- Born: September 30, 1944 (age 81) Aliquippa, Pennsylvania
- Education: Hunter College Golden Gate University
- Children: 2
- Military career
- Branch: Army National Guard
- Service years: 1962-2004
- Rank: Brigadier general

= Julia Jeter Cleckley =

American army officer (born 1944)

Julia Jeter Cleckley (born 1944) was the first African American female General in the National Guard (United States). She is an author, consultant, and keynote speaker.

== Career ==
Julia Jeter Cleckley joined the Women's Army Corps after graduating from Aliquippa High School in 1962, knowing that the G.I. Bill would fund her college education. She earned the rank specialist E-5.

Cleckley graduated from Hunter College with a bachelor's degree in psychology and education. The next year she joined the National Guard (United States) as a First Lieutenant in the Adjutant General's Corps with the 42nd Infantry Division, New York Army National Guard. She led the diversity and mentoring program through its early development.

In 1981 following the death of her first husband, Cleckley went on active duty in the Army National Guard full-time. Cleckley continued her education, earning a master's in human resources management from Golden Gate University and studying at the Fletcher School of Law and Diplomacy with the United States Army War College

. In 1994, Cleckley was promoted to Colonel, becoming the first African American woman to hold the rank in the Army National Guard's Active Reserve Program. In 1987, she was assigned to the National Guard Bureau Military Personnel Branch and stationed at The Pentagon. In 1993, Cleckley became the Chief of the Inspections & Analysis Division. She was the first woman assigned to be a division chief at the National Guard Bureau.

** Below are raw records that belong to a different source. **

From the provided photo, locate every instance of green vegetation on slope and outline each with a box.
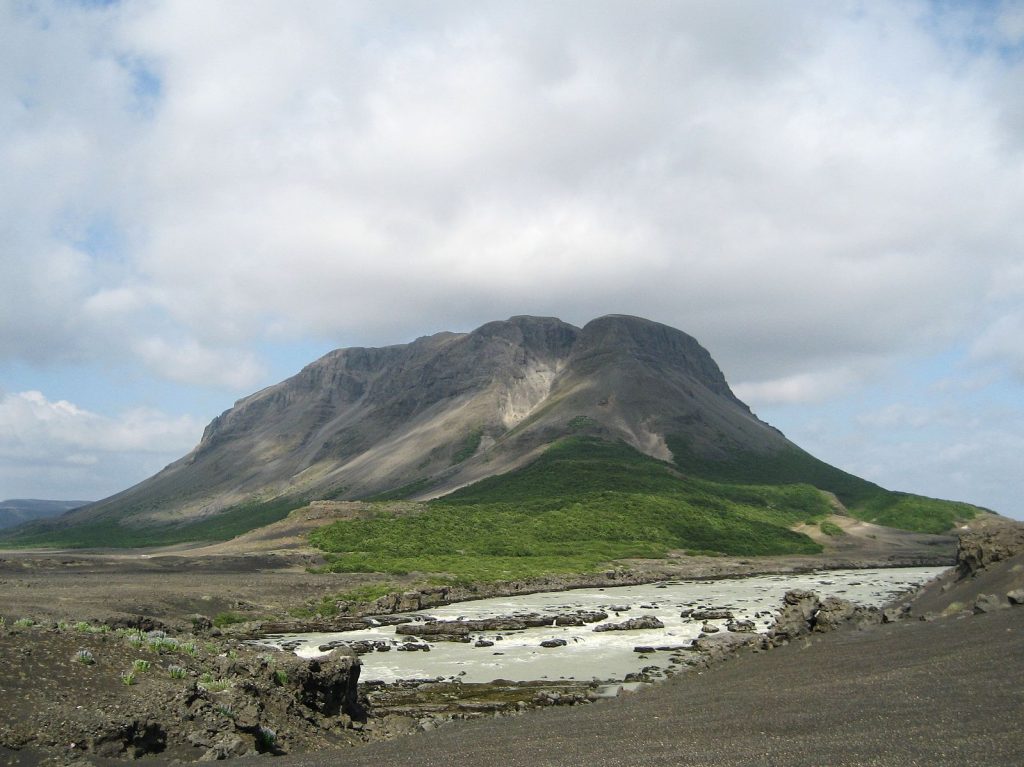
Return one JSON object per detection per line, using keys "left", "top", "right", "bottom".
{"left": 0, "top": 496, "right": 307, "bottom": 549}
{"left": 667, "top": 437, "right": 979, "bottom": 534}
{"left": 309, "top": 438, "right": 827, "bottom": 580}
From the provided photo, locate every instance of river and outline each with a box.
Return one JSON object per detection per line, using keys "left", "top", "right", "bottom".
{"left": 258, "top": 566, "right": 946, "bottom": 684}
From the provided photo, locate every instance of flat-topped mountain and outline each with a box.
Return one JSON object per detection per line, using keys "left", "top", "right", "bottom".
{"left": 5, "top": 315, "right": 984, "bottom": 548}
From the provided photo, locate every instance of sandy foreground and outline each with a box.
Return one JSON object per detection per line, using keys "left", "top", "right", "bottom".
{"left": 0, "top": 517, "right": 1021, "bottom": 766}
{"left": 274, "top": 605, "right": 1023, "bottom": 767}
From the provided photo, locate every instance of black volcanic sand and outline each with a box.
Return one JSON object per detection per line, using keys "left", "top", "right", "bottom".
{"left": 1, "top": 528, "right": 1021, "bottom": 766}
{"left": 268, "top": 607, "right": 1024, "bottom": 767}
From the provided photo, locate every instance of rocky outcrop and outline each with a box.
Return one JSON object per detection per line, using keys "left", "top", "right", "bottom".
{"left": 272, "top": 649, "right": 364, "bottom": 720}
{"left": 767, "top": 590, "right": 880, "bottom": 646}
{"left": 956, "top": 525, "right": 1024, "bottom": 578}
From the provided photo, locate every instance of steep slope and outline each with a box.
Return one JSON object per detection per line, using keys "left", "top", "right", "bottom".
{"left": 1, "top": 314, "right": 983, "bottom": 548}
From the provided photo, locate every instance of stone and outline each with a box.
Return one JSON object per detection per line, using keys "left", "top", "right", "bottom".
{"left": 813, "top": 596, "right": 857, "bottom": 632}
{"left": 973, "top": 593, "right": 1006, "bottom": 614}
{"left": 726, "top": 619, "right": 756, "bottom": 633}
{"left": 1007, "top": 589, "right": 1024, "bottom": 605}
{"left": 691, "top": 609, "right": 733, "bottom": 621}
{"left": 957, "top": 526, "right": 1024, "bottom": 578}
{"left": 882, "top": 605, "right": 910, "bottom": 623}
{"left": 592, "top": 615, "right": 665, "bottom": 632}
{"left": 540, "top": 638, "right": 567, "bottom": 648}
{"left": 199, "top": 735, "right": 250, "bottom": 761}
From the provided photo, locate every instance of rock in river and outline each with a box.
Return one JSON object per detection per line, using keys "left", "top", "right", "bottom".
{"left": 593, "top": 616, "right": 665, "bottom": 632}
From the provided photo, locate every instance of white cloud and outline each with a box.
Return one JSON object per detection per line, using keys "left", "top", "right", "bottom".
{"left": 5, "top": 1, "right": 1023, "bottom": 383}
{"left": 0, "top": 390, "right": 203, "bottom": 500}
{"left": 133, "top": 337, "right": 266, "bottom": 390}
{"left": 3, "top": 1, "right": 1024, "bottom": 510}
{"left": 734, "top": 368, "right": 861, "bottom": 406}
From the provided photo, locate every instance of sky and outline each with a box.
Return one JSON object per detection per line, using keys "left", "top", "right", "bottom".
{"left": 1, "top": 0, "right": 1022, "bottom": 519}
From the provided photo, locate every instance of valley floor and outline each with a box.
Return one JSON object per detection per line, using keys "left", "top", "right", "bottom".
{"left": 0, "top": 519, "right": 1019, "bottom": 766}
{"left": 276, "top": 602, "right": 1024, "bottom": 767}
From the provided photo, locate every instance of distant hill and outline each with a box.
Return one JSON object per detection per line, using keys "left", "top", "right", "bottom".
{"left": 0, "top": 499, "right": 90, "bottom": 531}
{"left": 0, "top": 315, "right": 986, "bottom": 551}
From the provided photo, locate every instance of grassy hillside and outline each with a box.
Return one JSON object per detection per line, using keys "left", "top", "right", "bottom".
{"left": 667, "top": 437, "right": 981, "bottom": 534}
{"left": 1, "top": 434, "right": 978, "bottom": 558}
{"left": 309, "top": 438, "right": 829, "bottom": 580}
{"left": 0, "top": 496, "right": 307, "bottom": 549}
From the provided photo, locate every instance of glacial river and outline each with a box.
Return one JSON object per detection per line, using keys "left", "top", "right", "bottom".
{"left": 259, "top": 566, "right": 946, "bottom": 684}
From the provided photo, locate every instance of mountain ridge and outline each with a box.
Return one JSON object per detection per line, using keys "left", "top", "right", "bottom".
{"left": 1, "top": 314, "right": 984, "bottom": 548}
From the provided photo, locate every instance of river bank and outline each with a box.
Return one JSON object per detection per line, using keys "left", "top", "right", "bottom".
{"left": 1, "top": 518, "right": 1017, "bottom": 764}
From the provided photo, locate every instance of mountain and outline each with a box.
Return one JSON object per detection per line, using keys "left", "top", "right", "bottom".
{"left": 2, "top": 315, "right": 983, "bottom": 549}
{"left": 0, "top": 499, "right": 90, "bottom": 530}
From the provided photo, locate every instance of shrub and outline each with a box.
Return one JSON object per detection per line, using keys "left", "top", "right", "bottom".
{"left": 819, "top": 521, "right": 844, "bottom": 537}
{"left": 147, "top": 636, "right": 180, "bottom": 653}
{"left": 256, "top": 727, "right": 277, "bottom": 751}
{"left": 213, "top": 612, "right": 248, "bottom": 628}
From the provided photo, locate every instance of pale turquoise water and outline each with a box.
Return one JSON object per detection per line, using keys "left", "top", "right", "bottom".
{"left": 259, "top": 566, "right": 945, "bottom": 683}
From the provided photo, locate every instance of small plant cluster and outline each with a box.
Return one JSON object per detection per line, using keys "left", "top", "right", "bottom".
{"left": 198, "top": 672, "right": 231, "bottom": 693}
{"left": 74, "top": 621, "right": 110, "bottom": 635}
{"left": 167, "top": 664, "right": 187, "bottom": 679}
{"left": 74, "top": 649, "right": 95, "bottom": 665}
{"left": 256, "top": 726, "right": 277, "bottom": 752}
{"left": 819, "top": 520, "right": 845, "bottom": 537}
{"left": 212, "top": 612, "right": 249, "bottom": 628}
{"left": 147, "top": 631, "right": 181, "bottom": 653}
{"left": 13, "top": 618, "right": 35, "bottom": 629}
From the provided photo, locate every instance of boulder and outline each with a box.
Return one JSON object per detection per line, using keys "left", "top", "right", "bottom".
{"left": 813, "top": 596, "right": 858, "bottom": 632}
{"left": 726, "top": 619, "right": 756, "bottom": 633}
{"left": 1007, "top": 589, "right": 1024, "bottom": 606}
{"left": 957, "top": 526, "right": 1024, "bottom": 578}
{"left": 592, "top": 616, "right": 665, "bottom": 632}
{"left": 540, "top": 638, "right": 568, "bottom": 648}
{"left": 973, "top": 593, "right": 1007, "bottom": 614}
{"left": 691, "top": 609, "right": 733, "bottom": 621}
{"left": 272, "top": 647, "right": 365, "bottom": 720}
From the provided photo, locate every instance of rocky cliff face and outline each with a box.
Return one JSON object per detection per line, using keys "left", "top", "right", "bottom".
{"left": 61, "top": 315, "right": 792, "bottom": 526}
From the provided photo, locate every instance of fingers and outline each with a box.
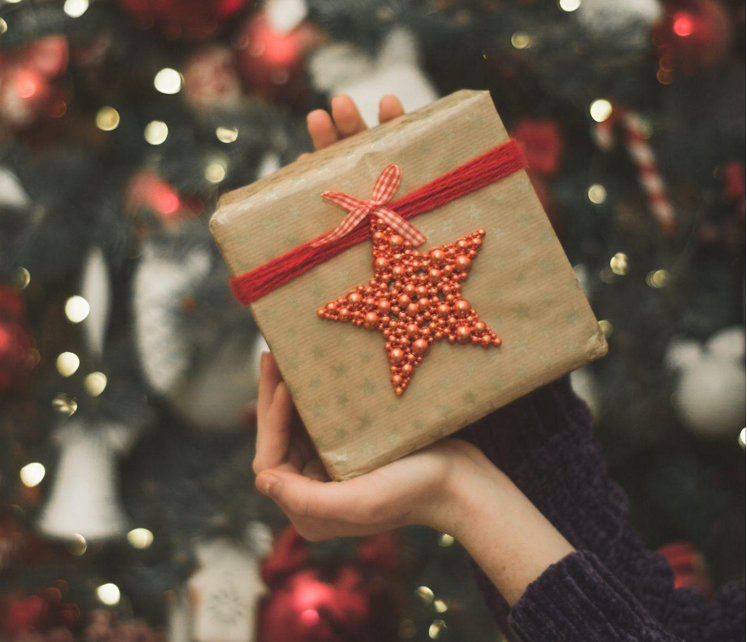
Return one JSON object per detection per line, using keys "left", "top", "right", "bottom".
{"left": 379, "top": 95, "right": 404, "bottom": 124}
{"left": 330, "top": 95, "right": 367, "bottom": 137}
{"left": 257, "top": 352, "right": 281, "bottom": 421}
{"left": 307, "top": 109, "right": 338, "bottom": 150}
{"left": 307, "top": 94, "right": 404, "bottom": 153}
{"left": 254, "top": 357, "right": 294, "bottom": 474}
{"left": 256, "top": 469, "right": 390, "bottom": 526}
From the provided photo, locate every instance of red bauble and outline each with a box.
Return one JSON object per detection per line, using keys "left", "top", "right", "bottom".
{"left": 0, "top": 66, "right": 53, "bottom": 128}
{"left": 511, "top": 118, "right": 563, "bottom": 177}
{"left": 183, "top": 45, "right": 243, "bottom": 112}
{"left": 118, "top": 0, "right": 250, "bottom": 42}
{"left": 0, "top": 286, "right": 34, "bottom": 396}
{"left": 125, "top": 172, "right": 202, "bottom": 234}
{"left": 259, "top": 527, "right": 401, "bottom": 642}
{"left": 657, "top": 0, "right": 733, "bottom": 74}
{"left": 234, "top": 13, "right": 321, "bottom": 100}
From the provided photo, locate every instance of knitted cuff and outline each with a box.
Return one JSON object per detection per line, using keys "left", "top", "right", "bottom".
{"left": 509, "top": 550, "right": 674, "bottom": 642}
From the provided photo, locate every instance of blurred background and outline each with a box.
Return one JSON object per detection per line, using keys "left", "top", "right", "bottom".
{"left": 0, "top": 0, "right": 744, "bottom": 640}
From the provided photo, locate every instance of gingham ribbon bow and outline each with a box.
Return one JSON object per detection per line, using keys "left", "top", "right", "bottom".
{"left": 313, "top": 164, "right": 426, "bottom": 247}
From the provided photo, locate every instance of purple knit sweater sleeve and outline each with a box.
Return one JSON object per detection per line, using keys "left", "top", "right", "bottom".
{"left": 459, "top": 377, "right": 745, "bottom": 642}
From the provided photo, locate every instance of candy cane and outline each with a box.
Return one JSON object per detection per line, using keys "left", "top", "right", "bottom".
{"left": 594, "top": 106, "right": 676, "bottom": 235}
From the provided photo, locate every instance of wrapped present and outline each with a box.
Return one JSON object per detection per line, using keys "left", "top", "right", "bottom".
{"left": 210, "top": 90, "right": 607, "bottom": 481}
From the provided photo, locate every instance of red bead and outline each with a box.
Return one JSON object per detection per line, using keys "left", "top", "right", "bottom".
{"left": 398, "top": 294, "right": 411, "bottom": 308}
{"left": 418, "top": 297, "right": 430, "bottom": 309}
{"left": 316, "top": 308, "right": 327, "bottom": 318}
{"left": 474, "top": 321, "right": 486, "bottom": 334}
{"left": 413, "top": 339, "right": 429, "bottom": 356}
{"left": 481, "top": 335, "right": 493, "bottom": 348}
{"left": 389, "top": 234, "right": 404, "bottom": 249}
{"left": 378, "top": 299, "right": 391, "bottom": 315}
{"left": 428, "top": 268, "right": 442, "bottom": 283}
{"left": 430, "top": 249, "right": 445, "bottom": 266}
{"left": 455, "top": 255, "right": 472, "bottom": 272}
{"left": 391, "top": 374, "right": 402, "bottom": 386}
{"left": 437, "top": 303, "right": 451, "bottom": 318}
{"left": 390, "top": 348, "right": 405, "bottom": 364}
{"left": 364, "top": 312, "right": 379, "bottom": 329}
{"left": 406, "top": 324, "right": 420, "bottom": 338}
{"left": 339, "top": 307, "right": 351, "bottom": 321}
{"left": 456, "top": 326, "right": 472, "bottom": 344}
{"left": 454, "top": 299, "right": 471, "bottom": 316}
{"left": 402, "top": 363, "right": 413, "bottom": 375}
{"left": 406, "top": 302, "right": 419, "bottom": 316}
{"left": 392, "top": 265, "right": 405, "bottom": 278}
{"left": 374, "top": 257, "right": 389, "bottom": 271}
{"left": 326, "top": 302, "right": 337, "bottom": 312}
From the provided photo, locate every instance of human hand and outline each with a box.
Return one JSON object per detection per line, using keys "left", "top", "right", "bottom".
{"left": 253, "top": 352, "right": 495, "bottom": 542}
{"left": 302, "top": 93, "right": 404, "bottom": 155}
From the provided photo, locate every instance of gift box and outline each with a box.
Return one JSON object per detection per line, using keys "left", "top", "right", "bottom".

In April 2001, Cleckley became the first woman to be assigned as the Chief Human Resources Officer for the Army National Guard. In July 2002, Cleckley assumed duties as Special Assistant to the Director, Army National Guard. In this position, she assisted the Director with Human Resources programs. On September 1, 2002, Cleckley was promoted to Brigadier General, making her the first African American female General in the U.S. Army National Guard, and the third one-star general in the Army Guard.

Cleckley chaired the Army National Guard Equal Employment Opportunity (EEO) Committee, and was the military special assistant to the President of the Federally Employed Women. Cleckley retired in 2004.

In 2014, Cleckley published a memoir, A Promise Fulfilled.

After retiring from the military, Cleckley founded Cleckley Enterprises, a speaking and consulting firm.

== Personal life ==
Cleckley was born in Aliquippa, Pennsylvania on September 30, 1944.

In 1981, Cleckley's first husband died. She remarried in 1996. The couple divorced in 2002. Cleckley has two daughters.